Burnley started to come out of their shell in the 21st minute when Graham Branch picked up the ball on the left side of central midfield. As he advanced the Coventry defenders backed off and backed off, inviting him to shoot. Branch smashed a right-footed effort goalwards from 25 yards which only just sailed over Hyldgaard’s crossbar. Ten minutes later, Burnley were awarded a free-kick from a similar distance. The season before the Clarets had scored one of the goals of the season thanks to Paul Cook’s quick-thinking. This time out the midfielder’s alertness was not rewarded with a goal, as his hastily taken effort shot wide of Hyldgaard’s goal.
The home side responded immediately. On 37 minutes, the impressive debutant, Andrew Whing cracked a shot towards goal, but NTG saved well. In the ensuing melee, Gary McAllister had a penalty appeal turned down as Burnley’s defenders crowded out his attempted shot.
On the stroke of half-time, the visitors had an opportunity to double their money as Alan Moore released namesake, Ian whose thumping drive was saved by Hyldgaard. The interval was somewhat enlivened by the PA announcer who read the results out in tones more readily associated with a Hammer House of Horror flick. Brighton 2 Wolves 0 had never sounded more doom-laden and packed with menace.
Whatever Gary McAllister had said at half-time had no effect whatsoever. Well, not unless he had told his players to wander about the pitch as though going through the motions. Burnley were doing a good job of containing a dull and uninspired Coventry side without really threatening to add to their one-goal lead. But as long as the Sky Blues continued to lack dynamism and urgency, it scarcely mattered.

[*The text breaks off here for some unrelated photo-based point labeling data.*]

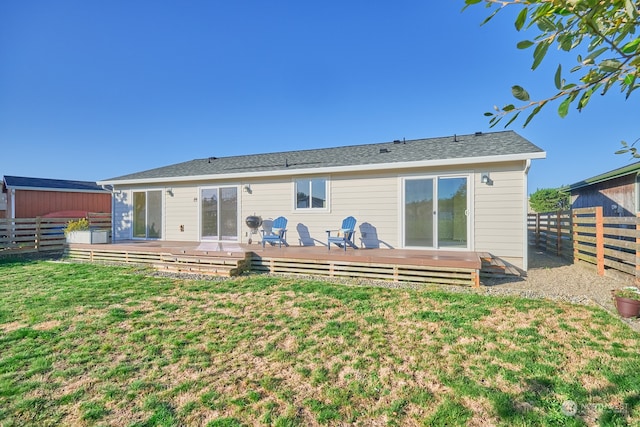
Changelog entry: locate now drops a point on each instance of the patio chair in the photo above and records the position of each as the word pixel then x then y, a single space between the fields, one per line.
pixel 277 234
pixel 344 236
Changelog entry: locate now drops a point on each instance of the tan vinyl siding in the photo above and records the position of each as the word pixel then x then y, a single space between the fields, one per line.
pixel 122 214
pixel 348 195
pixel 181 209
pixel 373 198
pixel 499 213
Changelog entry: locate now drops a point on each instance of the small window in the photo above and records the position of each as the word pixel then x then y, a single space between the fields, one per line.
pixel 311 193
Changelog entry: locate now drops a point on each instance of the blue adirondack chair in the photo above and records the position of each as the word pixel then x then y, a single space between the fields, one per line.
pixel 277 234
pixel 343 237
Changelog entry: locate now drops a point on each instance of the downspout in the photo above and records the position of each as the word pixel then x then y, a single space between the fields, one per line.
pixel 525 242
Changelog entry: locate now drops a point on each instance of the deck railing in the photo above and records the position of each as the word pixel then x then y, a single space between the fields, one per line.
pixel 24 235
pixel 586 235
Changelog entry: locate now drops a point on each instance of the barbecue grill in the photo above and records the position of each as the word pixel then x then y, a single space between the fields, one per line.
pixel 253 222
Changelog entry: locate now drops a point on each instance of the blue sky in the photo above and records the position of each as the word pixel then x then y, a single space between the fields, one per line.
pixel 94 90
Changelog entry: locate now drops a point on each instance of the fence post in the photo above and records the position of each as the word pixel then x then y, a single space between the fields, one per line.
pixel 637 248
pixel 558 233
pixel 600 240
pixel 38 233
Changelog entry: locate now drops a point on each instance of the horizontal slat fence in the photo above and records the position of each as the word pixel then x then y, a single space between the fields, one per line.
pixel 551 231
pixel 26 235
pixel 586 235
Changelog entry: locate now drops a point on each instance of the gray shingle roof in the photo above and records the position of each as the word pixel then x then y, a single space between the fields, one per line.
pixel 450 147
pixel 50 184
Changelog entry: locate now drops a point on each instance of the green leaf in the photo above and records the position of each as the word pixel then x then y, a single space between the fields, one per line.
pixel 610 65
pixel 539 54
pixel 584 99
pixel 532 115
pixel 593 55
pixel 520 93
pixel 630 8
pixel 515 116
pixel 558 77
pixel 631 47
pixel 524 44
pixel 521 19
pixel 563 109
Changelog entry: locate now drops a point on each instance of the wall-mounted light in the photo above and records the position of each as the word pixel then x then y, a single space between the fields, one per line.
pixel 486 178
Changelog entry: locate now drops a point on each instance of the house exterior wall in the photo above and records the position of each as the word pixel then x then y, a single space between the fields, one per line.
pixel 374 198
pixel 619 192
pixel 3 205
pixel 499 213
pixel 34 203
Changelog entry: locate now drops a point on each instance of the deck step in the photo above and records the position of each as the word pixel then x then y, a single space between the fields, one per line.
pixel 193 262
pixel 494 267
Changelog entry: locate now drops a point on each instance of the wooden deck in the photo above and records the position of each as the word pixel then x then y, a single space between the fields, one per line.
pixel 230 259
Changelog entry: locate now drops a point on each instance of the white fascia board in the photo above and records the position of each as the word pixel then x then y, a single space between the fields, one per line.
pixel 334 169
pixel 59 190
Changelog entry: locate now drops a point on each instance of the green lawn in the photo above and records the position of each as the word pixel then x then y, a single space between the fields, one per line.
pixel 86 344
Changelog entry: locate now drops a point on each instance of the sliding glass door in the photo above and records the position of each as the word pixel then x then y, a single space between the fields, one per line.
pixel 435 212
pixel 219 214
pixel 147 214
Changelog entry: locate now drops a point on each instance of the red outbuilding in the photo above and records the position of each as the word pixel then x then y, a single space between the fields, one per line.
pixel 33 197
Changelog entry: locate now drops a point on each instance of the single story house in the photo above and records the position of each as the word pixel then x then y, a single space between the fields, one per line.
pixel 460 192
pixel 33 197
pixel 616 191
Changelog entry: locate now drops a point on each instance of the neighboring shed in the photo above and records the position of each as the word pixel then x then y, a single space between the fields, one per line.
pixel 616 191
pixel 33 197
pixel 459 192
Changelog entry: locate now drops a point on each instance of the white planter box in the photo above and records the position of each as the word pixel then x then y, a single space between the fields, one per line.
pixel 87 236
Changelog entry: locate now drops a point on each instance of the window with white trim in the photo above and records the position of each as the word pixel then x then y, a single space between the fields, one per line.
pixel 310 193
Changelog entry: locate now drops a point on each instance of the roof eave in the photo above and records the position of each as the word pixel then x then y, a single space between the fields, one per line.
pixel 332 169
pixel 617 173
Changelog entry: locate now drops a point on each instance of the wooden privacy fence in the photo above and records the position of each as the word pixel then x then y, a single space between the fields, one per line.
pixel 23 235
pixel 586 235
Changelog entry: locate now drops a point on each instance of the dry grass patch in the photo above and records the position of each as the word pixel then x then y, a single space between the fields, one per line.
pixel 104 345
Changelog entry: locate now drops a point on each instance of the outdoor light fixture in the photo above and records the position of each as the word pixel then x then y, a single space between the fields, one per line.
pixel 486 179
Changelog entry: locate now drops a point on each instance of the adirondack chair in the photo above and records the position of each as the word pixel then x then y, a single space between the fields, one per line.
pixel 277 234
pixel 343 237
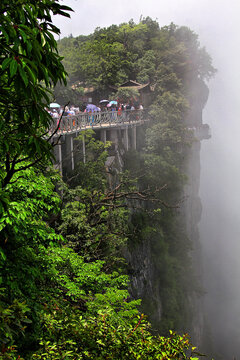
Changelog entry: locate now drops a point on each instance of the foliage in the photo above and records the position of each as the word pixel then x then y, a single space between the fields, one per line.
pixel 112 55
pixel 29 63
pixel 64 288
pixel 126 94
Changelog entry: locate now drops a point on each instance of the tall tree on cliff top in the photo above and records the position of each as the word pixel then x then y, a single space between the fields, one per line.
pixel 29 64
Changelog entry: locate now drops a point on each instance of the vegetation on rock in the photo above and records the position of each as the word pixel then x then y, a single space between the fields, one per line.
pixel 64 282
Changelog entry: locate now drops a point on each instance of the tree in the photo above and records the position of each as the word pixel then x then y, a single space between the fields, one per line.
pixel 29 66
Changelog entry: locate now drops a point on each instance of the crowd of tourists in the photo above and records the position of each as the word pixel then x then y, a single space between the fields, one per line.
pixel 113 106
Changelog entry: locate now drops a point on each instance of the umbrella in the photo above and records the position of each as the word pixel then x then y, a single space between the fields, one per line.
pixel 91 107
pixel 103 101
pixel 113 102
pixel 53 105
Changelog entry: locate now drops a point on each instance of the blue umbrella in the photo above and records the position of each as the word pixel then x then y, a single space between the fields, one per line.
pixel 54 105
pixel 113 102
pixel 91 107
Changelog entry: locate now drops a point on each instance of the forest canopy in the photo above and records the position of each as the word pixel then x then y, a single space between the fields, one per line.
pixel 64 281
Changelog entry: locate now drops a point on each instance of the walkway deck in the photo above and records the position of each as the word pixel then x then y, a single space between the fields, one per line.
pixel 100 120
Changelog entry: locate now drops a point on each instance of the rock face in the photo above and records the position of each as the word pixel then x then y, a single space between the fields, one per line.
pixel 145 282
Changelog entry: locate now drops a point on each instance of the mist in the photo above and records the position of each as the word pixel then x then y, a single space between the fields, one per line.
pixel 216 23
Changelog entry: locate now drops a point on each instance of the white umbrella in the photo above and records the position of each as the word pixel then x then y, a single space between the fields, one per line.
pixel 53 105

Meanwhile, Dr. Death had climbed back into the PA announcer’s box to tell us in chilling tones that there would be 4 minutes of added time. Suddenly Coventry came to life. First, Gary Caldwell, on loan from Newcastle took a free-kick which was headed onto the bar by substitute Callum Davenport. Moments later, NTG made the most important save of the afternoon, getting down low to deny McAllister’s low, fizzing drive. The four minutes were well and truly up by now, but still referee George Cain played on. It very nearly cost the Clarets, as McSheffrey’s cross from a tight angle ricocheted against a post before being scrambled away to safety. Finally, after 6 minutes of added time, referee Cain signalled the end and the travelling contingent was able to celebrate the first away win in the league since our 1-0 victory at Leicester the previous October.
This was a hard-fought victory by Burnley, and it was thoroughly deserved. At times the battling, combative style was reminiscent of so many games in the 1999/2000 promotion season. Having been hammered out of sight the week before, and with an important cup tie on the horizon, it was important for the Clarets to put in a good display to boost morale and self-belief. And that’s just what they did.